First, let's look at how a Nasal Sprayer works. Unlike the Nicotine Patch or Nicotine Gum, the nasal sprayer does not go into the throat area, but instead reaches out into the nose and opens up the nostrils so that a stream of mist can be released into the nose. When this occurs, the person only has to spray the mist into their nose once to get the effects. Once this mist is sprayed, it is not hard to remove it from the body. There is no residue left in the system and the symptoms that come along with smoking are not experienced.
Another difference is found in how the two products work when it comes to the ingredients that are contained in both products. The main active ingredient in both the Nasal Sprayer and the Nicotine Nasal Spray is a substance called Narax. Narax is a clear, odorless drug that has been clinically proven to reduce the severity of many cold symptoms. It has also been shown to be effective at reducing the severity of certain allergies as well. A nasal spray intranasal midazolam, however, uses the same Narax substance but with a lower concentration to reduce the effectiveness of the medication.

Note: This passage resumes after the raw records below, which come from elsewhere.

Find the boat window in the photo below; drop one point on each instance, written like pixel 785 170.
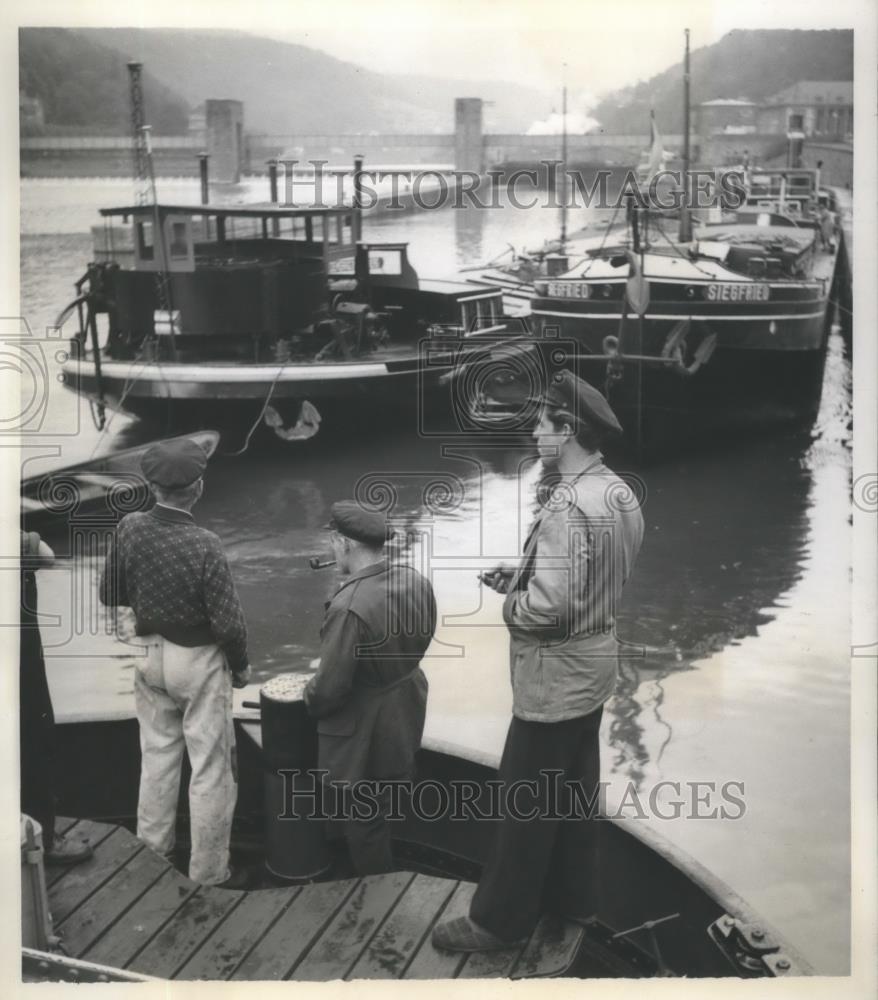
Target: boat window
pixel 145 241
pixel 385 262
pixel 178 245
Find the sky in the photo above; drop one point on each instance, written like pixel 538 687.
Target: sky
pixel 595 45
pixel 598 45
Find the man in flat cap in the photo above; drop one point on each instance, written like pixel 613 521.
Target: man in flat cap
pixel 176 578
pixel 369 694
pixel 560 609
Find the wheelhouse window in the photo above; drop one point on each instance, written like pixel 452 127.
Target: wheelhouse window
pixel 145 241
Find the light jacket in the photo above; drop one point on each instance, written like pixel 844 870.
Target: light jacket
pixel 561 604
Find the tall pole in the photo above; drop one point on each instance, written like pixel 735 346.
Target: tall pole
pixel 564 168
pixel 357 213
pixel 685 219
pixel 202 173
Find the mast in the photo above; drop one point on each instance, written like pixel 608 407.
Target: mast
pixel 564 167
pixel 685 219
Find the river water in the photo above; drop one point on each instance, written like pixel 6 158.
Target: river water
pixel 740 598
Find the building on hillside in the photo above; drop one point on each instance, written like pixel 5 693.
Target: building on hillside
pixel 821 109
pixel 725 116
pixel 31 115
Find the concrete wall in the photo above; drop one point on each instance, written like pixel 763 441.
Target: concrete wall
pixel 469 149
pixel 838 162
pixel 105 156
pixel 178 155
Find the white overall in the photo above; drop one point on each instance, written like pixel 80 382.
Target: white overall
pixel 183 698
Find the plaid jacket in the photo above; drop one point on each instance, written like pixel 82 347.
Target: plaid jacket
pixel 176 578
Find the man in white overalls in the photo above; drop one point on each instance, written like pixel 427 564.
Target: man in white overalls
pixel 176 578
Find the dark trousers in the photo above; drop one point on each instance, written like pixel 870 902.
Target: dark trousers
pixel 368 841
pixel 37 737
pixel 543 864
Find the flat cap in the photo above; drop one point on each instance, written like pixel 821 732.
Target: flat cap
pixel 580 400
pixel 174 464
pixel 348 518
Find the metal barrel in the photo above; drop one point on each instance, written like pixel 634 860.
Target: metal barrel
pixel 295 844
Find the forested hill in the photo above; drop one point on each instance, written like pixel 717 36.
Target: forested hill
pixel 285 88
pixel 743 64
pixel 83 84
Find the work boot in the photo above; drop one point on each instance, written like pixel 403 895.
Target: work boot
pixel 68 852
pixel 238 879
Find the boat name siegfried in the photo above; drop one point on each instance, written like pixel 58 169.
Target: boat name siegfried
pixel 738 293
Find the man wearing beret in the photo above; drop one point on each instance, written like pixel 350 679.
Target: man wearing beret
pixel 369 694
pixel 176 578
pixel 560 610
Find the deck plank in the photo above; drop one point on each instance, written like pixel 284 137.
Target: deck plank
pixel 83 829
pixel 80 881
pixel 176 941
pixel 490 964
pixel 109 904
pixel 340 945
pixel 223 951
pixel 390 950
pixel 296 929
pixel 430 962
pixel 551 949
pixel 155 908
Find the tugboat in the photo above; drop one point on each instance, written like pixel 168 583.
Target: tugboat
pixel 216 313
pixel 719 327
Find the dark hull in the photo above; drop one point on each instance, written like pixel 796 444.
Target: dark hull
pixel 763 373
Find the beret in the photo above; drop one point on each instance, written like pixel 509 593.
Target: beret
pixel 575 397
pixel 174 464
pixel 348 518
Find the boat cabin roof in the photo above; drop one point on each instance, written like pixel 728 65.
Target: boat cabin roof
pixel 258 210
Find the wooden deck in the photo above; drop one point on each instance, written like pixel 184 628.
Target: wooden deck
pixel 129 908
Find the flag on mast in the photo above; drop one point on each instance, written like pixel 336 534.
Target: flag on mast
pixel 656 149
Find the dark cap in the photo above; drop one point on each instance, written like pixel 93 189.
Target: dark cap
pixel 348 518
pixel 174 464
pixel 574 397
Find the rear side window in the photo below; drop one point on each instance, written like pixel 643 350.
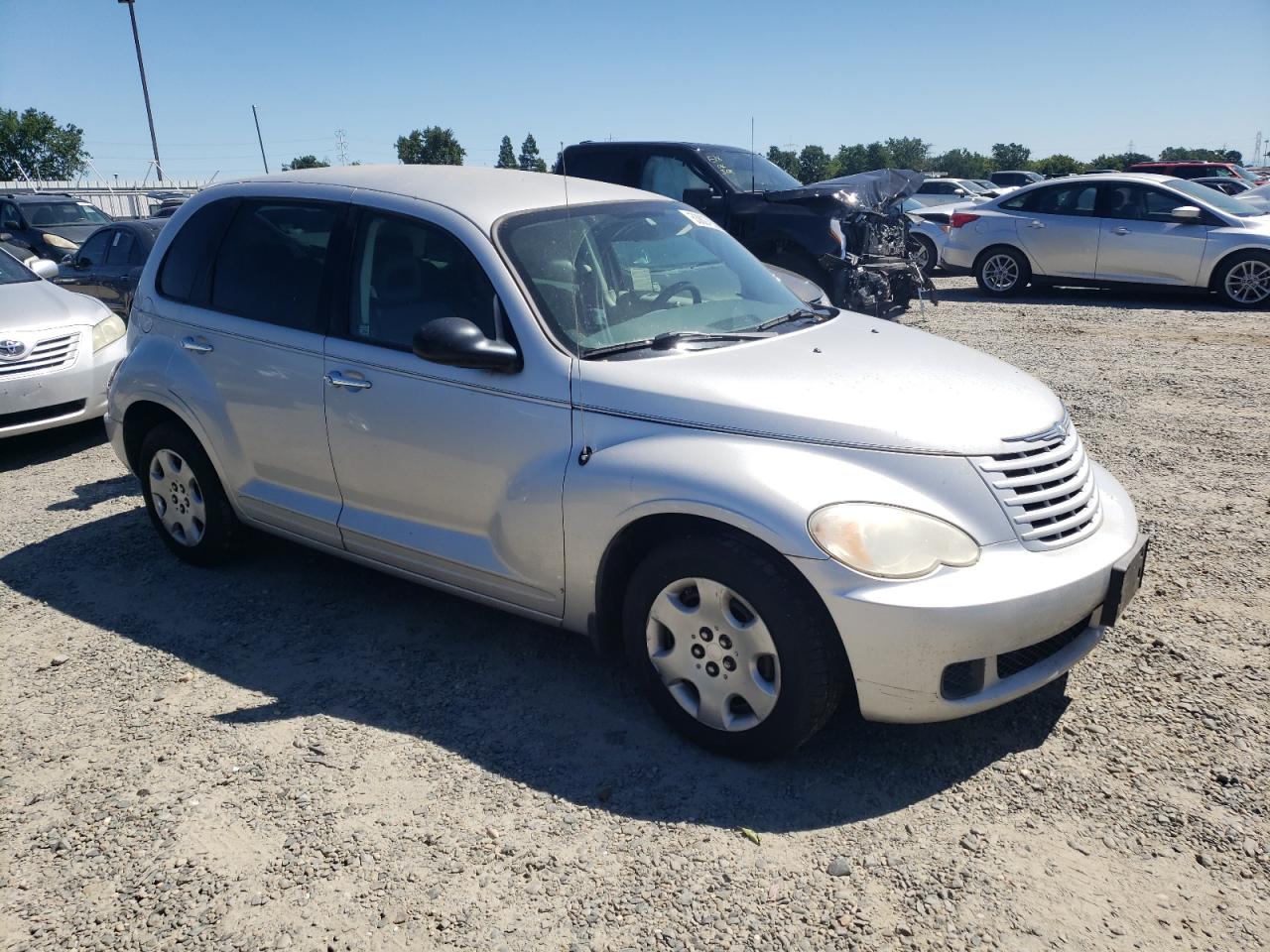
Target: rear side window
pixel 189 263
pixel 272 262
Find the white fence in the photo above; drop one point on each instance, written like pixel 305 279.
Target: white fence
pixel 119 199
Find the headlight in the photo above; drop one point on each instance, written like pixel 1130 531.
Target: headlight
pixel 888 540
pixel 107 330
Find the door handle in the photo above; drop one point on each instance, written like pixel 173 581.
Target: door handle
pixel 339 380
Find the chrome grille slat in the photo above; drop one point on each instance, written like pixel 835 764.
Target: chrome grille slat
pixel 1047 489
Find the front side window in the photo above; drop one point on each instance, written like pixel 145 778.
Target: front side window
pixel 408 273
pixel 624 272
pixel 272 262
pixel 668 176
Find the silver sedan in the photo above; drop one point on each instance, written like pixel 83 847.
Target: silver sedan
pixel 1121 229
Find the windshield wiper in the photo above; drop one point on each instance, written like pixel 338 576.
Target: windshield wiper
pixel 665 341
pixel 795 315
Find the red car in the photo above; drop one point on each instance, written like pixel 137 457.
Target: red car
pixel 1196 169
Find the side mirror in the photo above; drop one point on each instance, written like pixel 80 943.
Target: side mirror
pixel 701 198
pixel 45 268
pixel 460 343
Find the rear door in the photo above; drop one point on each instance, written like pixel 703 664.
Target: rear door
pixel 1057 229
pixel 1141 240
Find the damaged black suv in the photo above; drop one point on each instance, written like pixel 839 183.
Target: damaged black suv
pixel 847 235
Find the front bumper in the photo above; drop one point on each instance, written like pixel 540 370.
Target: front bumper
pixel 62 397
pixel 929 649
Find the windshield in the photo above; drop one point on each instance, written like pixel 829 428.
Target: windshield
pixel 734 166
pixel 12 271
pixel 1218 199
pixel 624 272
pixel 50 214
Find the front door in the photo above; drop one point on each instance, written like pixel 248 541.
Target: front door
pixel 447 472
pixel 1141 239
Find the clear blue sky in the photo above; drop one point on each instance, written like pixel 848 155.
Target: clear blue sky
pixel 1061 75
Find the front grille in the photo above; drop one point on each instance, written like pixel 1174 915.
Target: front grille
pixel 48 354
pixel 44 413
pixel 1047 490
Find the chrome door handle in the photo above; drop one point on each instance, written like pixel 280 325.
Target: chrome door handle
pixel 339 380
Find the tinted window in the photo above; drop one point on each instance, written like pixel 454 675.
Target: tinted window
pixel 119 254
pixel 187 266
pixel 93 252
pixel 272 262
pixel 407 273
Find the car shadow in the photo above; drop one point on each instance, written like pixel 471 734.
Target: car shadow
pixel 318 635
pixel 46 445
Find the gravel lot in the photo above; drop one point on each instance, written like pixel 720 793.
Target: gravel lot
pixel 299 753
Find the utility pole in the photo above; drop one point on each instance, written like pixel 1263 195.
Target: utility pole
pixel 258 139
pixel 145 89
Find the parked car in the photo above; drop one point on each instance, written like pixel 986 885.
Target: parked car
pixel 108 264
pixel 1015 178
pixel 50 226
pixel 58 350
pixel 846 235
pixel 1111 230
pixel 631 430
pixel 1197 171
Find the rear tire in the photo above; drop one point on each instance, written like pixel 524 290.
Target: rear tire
pixel 185 498
pixel 1002 272
pixel 730 648
pixel 1243 280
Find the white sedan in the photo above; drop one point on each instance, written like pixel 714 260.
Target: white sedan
pixel 58 350
pixel 1119 229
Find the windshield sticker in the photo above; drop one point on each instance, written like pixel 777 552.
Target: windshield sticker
pixel 698 220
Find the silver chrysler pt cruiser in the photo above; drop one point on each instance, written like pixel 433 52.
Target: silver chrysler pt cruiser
pixel 592 407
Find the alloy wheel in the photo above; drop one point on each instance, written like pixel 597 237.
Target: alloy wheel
pixel 714 654
pixel 177 497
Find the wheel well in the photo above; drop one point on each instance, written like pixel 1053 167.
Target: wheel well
pixel 635 540
pixel 139 420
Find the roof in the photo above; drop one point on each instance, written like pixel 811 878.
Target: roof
pixel 480 194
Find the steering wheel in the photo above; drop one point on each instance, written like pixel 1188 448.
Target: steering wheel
pixel 679 289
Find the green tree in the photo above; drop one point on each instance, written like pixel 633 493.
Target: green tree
pixel 35 141
pixel 908 153
pixel 1058 164
pixel 848 160
pixel 1010 155
pixel 813 166
pixel 431 146
pixel 784 159
pixel 530 160
pixel 961 164
pixel 506 155
pixel 305 162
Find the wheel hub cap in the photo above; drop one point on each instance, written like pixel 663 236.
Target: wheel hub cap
pixel 177 497
pixel 714 654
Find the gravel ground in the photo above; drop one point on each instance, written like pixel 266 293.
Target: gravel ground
pixel 298 753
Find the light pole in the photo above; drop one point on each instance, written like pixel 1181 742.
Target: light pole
pixel 145 89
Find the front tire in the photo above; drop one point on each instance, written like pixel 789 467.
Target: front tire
pixel 1002 272
pixel 1243 280
pixel 185 498
pixel 730 647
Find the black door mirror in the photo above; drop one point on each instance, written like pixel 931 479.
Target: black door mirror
pixel 460 343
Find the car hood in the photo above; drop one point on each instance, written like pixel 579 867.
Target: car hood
pixel 32 304
pixel 852 381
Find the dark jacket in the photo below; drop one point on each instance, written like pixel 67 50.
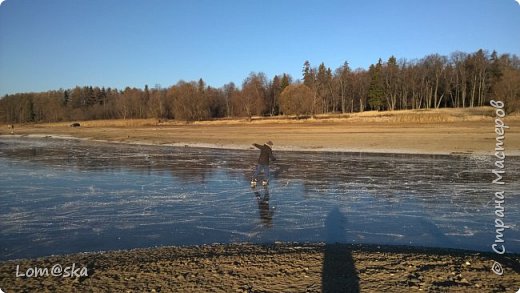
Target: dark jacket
pixel 265 154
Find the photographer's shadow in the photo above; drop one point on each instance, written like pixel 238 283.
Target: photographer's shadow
pixel 339 272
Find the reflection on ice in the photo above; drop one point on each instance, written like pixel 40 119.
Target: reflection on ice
pixel 69 196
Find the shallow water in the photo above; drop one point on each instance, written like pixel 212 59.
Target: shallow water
pixel 65 196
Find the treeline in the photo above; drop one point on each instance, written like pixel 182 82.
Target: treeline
pixel 435 81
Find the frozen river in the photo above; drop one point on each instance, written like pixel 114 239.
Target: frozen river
pixel 65 196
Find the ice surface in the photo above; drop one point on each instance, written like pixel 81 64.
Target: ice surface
pixel 65 196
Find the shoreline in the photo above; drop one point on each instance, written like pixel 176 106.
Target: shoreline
pixel 244 267
pixel 513 153
pixel 432 132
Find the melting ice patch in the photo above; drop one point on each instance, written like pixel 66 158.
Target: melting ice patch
pixel 70 196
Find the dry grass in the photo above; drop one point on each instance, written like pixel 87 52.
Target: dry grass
pixel 401 116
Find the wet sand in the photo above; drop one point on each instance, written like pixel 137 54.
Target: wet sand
pixel 271 268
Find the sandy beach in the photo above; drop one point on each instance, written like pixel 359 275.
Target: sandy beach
pixel 270 268
pixel 445 131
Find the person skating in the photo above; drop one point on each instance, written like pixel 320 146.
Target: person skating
pixel 266 155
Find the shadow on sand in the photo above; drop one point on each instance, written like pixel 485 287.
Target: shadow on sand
pixel 339 272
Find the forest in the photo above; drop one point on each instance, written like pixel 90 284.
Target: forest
pixel 460 80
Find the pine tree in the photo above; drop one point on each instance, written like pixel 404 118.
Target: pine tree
pixel 376 88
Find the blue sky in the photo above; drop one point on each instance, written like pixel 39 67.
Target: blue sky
pixel 56 44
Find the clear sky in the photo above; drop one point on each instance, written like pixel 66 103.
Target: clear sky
pixel 56 44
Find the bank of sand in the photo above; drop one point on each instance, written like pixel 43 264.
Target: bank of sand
pixel 287 267
pixel 444 131
pixel 271 268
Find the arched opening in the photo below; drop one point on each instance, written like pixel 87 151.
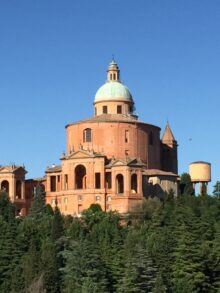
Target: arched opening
pixel 134 183
pixel 5 186
pixel 18 189
pixel 87 135
pixel 151 138
pixel 119 184
pixel 80 177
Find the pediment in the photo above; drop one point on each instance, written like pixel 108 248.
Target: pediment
pixel 118 163
pixel 11 169
pixel 80 154
pixel 4 170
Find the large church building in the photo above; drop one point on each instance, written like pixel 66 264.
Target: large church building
pixel 112 159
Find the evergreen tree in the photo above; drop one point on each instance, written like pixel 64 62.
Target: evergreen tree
pixel 38 208
pixel 84 271
pixel 50 269
pixel 216 190
pixel 7 209
pixel 186 186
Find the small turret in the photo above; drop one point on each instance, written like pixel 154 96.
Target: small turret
pixel 168 137
pixel 169 151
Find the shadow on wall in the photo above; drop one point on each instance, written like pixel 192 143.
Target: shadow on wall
pixel 153 190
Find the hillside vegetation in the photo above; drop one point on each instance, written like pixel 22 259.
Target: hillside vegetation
pixel 170 246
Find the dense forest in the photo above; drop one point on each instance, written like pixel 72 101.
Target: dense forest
pixel 165 246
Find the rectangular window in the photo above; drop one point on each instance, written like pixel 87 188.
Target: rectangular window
pixel 97 180
pixel 119 109
pixel 126 136
pixel 87 135
pixel 104 109
pixel 109 207
pixel 80 208
pixel 65 181
pixel 97 198
pixel 108 180
pixel 53 183
pixel 80 197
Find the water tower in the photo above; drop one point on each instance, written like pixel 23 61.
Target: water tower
pixel 200 172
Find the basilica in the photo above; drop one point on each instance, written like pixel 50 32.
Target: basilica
pixel 112 159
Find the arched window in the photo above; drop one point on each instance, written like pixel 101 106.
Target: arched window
pixel 134 183
pixel 5 186
pixel 18 189
pixel 151 138
pixel 119 184
pixel 87 135
pixel 104 109
pixel 80 177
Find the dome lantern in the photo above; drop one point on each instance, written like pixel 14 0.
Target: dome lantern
pixel 113 71
pixel 113 97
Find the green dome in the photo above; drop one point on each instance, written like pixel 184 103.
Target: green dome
pixel 113 90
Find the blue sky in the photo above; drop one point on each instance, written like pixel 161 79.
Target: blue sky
pixel 54 56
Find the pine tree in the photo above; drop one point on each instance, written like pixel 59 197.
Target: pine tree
pixel 216 190
pixel 83 270
pixel 38 208
pixel 186 186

With this information in mind, one could assume that the Nasal Sprayer is more effective for treating and preventing colds than the nicotine nasal sprayer. But this is not the case. In fact, there were two pilot studies that compared the efficacy of the Nasal Sprayer with the nicotine replacement therapy. Both therapies resulted in similar numbers of patients who quit smoking. The reason why fewer people quit using the Nasal Sprayer is because there is no nicotine involved.
The new drug however, works differently. Users of the new Nasal Sprayer must first drink a small amount of the drug (two milliliters) under their tongue prior to inhaling it through the Nasal Sprayer tube. This allows for maximum absorption through the mucous membranes. The second step is then to take a small dose of the drug, inhale it through the tube, and repeat the procedure several times a day. After four to six weeks of this repeat strategy, most patients have no longer any coughs or other symptoms associated with smoking.
The study concluded that there were no significant side effects associated with Nasal Sprayer use. One small headache was reported in one patient, and this problem usually went away in about a week with the discontinuation of Nasal Sprays. The study was a double blind trial, meaning that there was no direct treatment provided by the researchers; instead, they randomly chose participants to receive either a placebo or a real, working anti-smoking drug.